According to Adebajo, the challenge is that, in the last year or so, Nigeria’s domestic debt profile has moved from N50 trillion to about N70 trillion.
He explained that the government has added about N20 trillion to the debt profile—nearly 50 percent of the existing debt. The finance minister also mentioned raising another $2.2 billion in external debt financing.
He stated, “About $1.7 billion of that is expected from a Eurobond and another N500 billion from a Sukuk bond. On the foreign debt side, it has stabilised at about $41 billion, but with these new borrowings, Nigeria’s external debt could approach $45 billion by year-end, which is becoming unsustainable. These bonds are non-investment grade, referred to as junk bonds.
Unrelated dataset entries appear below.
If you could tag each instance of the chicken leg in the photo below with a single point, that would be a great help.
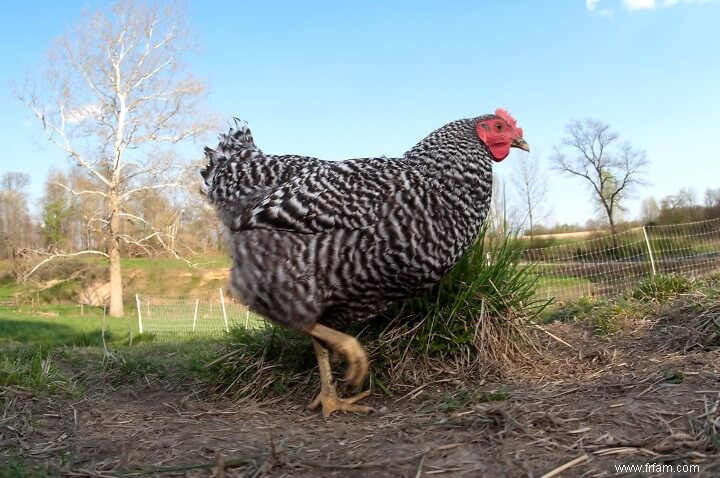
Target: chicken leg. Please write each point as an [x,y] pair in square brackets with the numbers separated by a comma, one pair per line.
[357,369]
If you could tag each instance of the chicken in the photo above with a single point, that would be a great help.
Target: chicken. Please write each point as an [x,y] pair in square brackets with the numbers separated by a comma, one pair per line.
[318,246]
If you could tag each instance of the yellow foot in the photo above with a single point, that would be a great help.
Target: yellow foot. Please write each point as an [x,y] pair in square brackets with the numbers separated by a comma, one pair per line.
[331,403]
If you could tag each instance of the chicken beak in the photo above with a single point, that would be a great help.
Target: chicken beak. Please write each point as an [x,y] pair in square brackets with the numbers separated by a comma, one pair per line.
[520,143]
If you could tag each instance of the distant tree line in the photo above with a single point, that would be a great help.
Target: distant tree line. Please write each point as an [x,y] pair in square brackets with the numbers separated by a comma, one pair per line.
[67,222]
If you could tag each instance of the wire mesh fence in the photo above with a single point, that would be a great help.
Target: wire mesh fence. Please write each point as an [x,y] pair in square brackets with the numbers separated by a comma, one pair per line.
[605,266]
[614,264]
[208,315]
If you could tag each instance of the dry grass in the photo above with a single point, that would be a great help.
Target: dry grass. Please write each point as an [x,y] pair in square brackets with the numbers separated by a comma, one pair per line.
[647,393]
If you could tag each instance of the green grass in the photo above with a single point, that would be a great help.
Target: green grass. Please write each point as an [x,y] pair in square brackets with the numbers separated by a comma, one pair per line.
[35,369]
[54,326]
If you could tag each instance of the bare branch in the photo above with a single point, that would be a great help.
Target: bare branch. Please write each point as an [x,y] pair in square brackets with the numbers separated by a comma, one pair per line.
[60,256]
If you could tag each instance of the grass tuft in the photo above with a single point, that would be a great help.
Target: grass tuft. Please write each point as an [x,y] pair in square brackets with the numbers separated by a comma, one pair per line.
[662,287]
[33,369]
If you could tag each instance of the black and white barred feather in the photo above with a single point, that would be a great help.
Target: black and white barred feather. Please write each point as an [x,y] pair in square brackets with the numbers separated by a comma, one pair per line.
[337,242]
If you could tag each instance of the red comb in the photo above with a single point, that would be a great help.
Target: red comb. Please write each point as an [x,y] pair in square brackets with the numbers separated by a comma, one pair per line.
[501,113]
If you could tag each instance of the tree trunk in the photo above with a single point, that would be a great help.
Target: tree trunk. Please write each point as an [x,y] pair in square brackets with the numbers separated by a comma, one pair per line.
[116,305]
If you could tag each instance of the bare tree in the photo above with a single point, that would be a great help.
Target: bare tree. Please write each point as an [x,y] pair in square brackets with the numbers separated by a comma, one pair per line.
[115,94]
[15,223]
[649,210]
[612,169]
[531,187]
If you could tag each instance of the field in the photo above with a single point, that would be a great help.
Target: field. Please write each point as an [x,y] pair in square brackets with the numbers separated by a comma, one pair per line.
[632,385]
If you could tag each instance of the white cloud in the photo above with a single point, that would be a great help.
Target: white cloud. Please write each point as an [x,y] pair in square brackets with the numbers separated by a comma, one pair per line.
[649,4]
[634,5]
[639,4]
[592,5]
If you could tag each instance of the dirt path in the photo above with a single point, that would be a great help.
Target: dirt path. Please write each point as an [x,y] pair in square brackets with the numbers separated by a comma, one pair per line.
[592,406]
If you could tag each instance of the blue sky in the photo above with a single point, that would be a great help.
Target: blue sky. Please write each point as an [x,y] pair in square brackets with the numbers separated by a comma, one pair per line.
[349,79]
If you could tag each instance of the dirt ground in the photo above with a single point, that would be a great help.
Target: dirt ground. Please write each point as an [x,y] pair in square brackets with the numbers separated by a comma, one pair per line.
[649,396]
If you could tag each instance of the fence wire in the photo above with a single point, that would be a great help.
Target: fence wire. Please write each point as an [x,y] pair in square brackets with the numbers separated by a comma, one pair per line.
[614,264]
[206,315]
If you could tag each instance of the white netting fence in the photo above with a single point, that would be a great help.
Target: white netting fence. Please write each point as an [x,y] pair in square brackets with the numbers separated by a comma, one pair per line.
[612,265]
[208,315]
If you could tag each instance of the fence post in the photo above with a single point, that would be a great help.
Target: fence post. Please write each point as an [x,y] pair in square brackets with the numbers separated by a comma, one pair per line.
[647,242]
[137,301]
[197,303]
[222,304]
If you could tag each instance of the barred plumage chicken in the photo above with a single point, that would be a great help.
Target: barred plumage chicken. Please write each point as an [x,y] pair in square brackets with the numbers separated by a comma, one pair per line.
[318,246]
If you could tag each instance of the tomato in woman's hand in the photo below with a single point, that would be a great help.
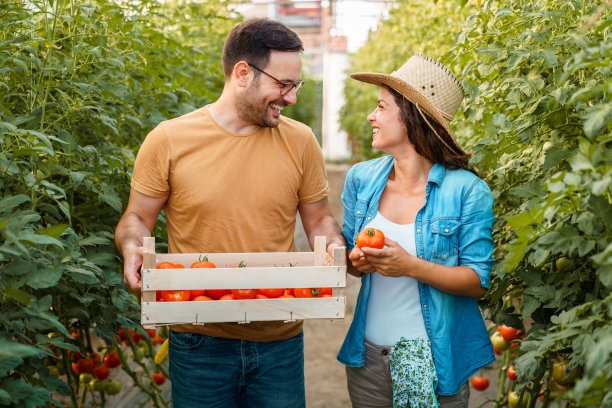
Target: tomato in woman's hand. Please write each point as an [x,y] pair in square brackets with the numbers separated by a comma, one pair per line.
[371,238]
[245,293]
[272,293]
[217,293]
[480,383]
[176,295]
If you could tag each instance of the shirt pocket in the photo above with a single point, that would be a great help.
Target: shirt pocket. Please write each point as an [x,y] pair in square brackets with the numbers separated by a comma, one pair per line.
[446,238]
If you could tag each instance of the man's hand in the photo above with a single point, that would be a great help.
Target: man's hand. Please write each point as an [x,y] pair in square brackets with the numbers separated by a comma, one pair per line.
[131,268]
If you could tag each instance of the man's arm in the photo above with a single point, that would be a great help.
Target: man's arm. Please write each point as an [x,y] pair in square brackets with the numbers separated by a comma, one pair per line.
[137,222]
[318,221]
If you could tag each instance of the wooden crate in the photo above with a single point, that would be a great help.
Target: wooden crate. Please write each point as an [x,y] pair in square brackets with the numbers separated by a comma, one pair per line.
[263,270]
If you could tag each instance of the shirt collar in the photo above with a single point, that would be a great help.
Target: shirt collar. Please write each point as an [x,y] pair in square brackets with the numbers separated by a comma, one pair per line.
[436,174]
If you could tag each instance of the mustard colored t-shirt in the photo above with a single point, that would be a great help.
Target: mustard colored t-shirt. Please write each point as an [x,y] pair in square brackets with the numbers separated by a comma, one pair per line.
[231,192]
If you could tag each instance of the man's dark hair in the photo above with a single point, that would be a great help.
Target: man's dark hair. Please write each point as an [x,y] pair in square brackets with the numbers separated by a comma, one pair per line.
[253,40]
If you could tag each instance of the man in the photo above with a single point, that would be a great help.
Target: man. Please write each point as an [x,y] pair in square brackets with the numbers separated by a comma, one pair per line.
[232,176]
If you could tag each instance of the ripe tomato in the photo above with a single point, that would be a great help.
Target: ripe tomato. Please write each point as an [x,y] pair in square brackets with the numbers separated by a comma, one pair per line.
[217,293]
[245,293]
[509,333]
[165,265]
[511,373]
[200,298]
[101,372]
[203,262]
[158,378]
[371,238]
[176,295]
[480,383]
[307,292]
[84,365]
[112,360]
[197,292]
[272,293]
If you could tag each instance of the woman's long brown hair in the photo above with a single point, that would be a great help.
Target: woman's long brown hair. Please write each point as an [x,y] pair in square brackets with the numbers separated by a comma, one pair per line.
[436,145]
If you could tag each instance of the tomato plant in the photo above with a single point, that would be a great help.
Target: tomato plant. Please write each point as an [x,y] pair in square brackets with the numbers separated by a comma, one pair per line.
[371,238]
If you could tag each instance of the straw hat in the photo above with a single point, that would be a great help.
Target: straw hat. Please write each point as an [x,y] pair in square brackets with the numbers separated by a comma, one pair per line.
[426,83]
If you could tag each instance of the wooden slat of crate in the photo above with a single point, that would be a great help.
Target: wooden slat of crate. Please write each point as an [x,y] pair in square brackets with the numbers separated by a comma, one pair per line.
[254,259]
[244,278]
[162,313]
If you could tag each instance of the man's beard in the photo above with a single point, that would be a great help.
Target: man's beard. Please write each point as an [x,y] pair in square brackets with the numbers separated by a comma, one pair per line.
[254,110]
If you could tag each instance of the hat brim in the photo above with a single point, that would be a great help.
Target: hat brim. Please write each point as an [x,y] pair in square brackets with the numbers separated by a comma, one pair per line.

“We are paying between nine and 13 percent on our bonds, which is quite expensive, especially in an era where interest rates are being cut in the US. It is time to consolidate budgets, close others, and focus on the 2025 budget while understanding the impact of reforms to gauge performance,” he said.
Adebajo concluded, “Projections have consistently missed their targets. For instance, the exchange rate projection of N700/$ and others in past years have been far off target. With significant challenges in deficit financing, we must ask: what revenues exist to finance this budget?
Historically, we have only achieved 65 to 70 percent of revenue targets. Increasing oil production to 1.8 million barrels a day needs to reflect in foreign reserves, and we need a more transparent Federation Account operation system.”
He criticised the Fiscal Responsibility Commission for its silence, emphasising the need for realistic projections to address Nigeria’s fiscal challenges.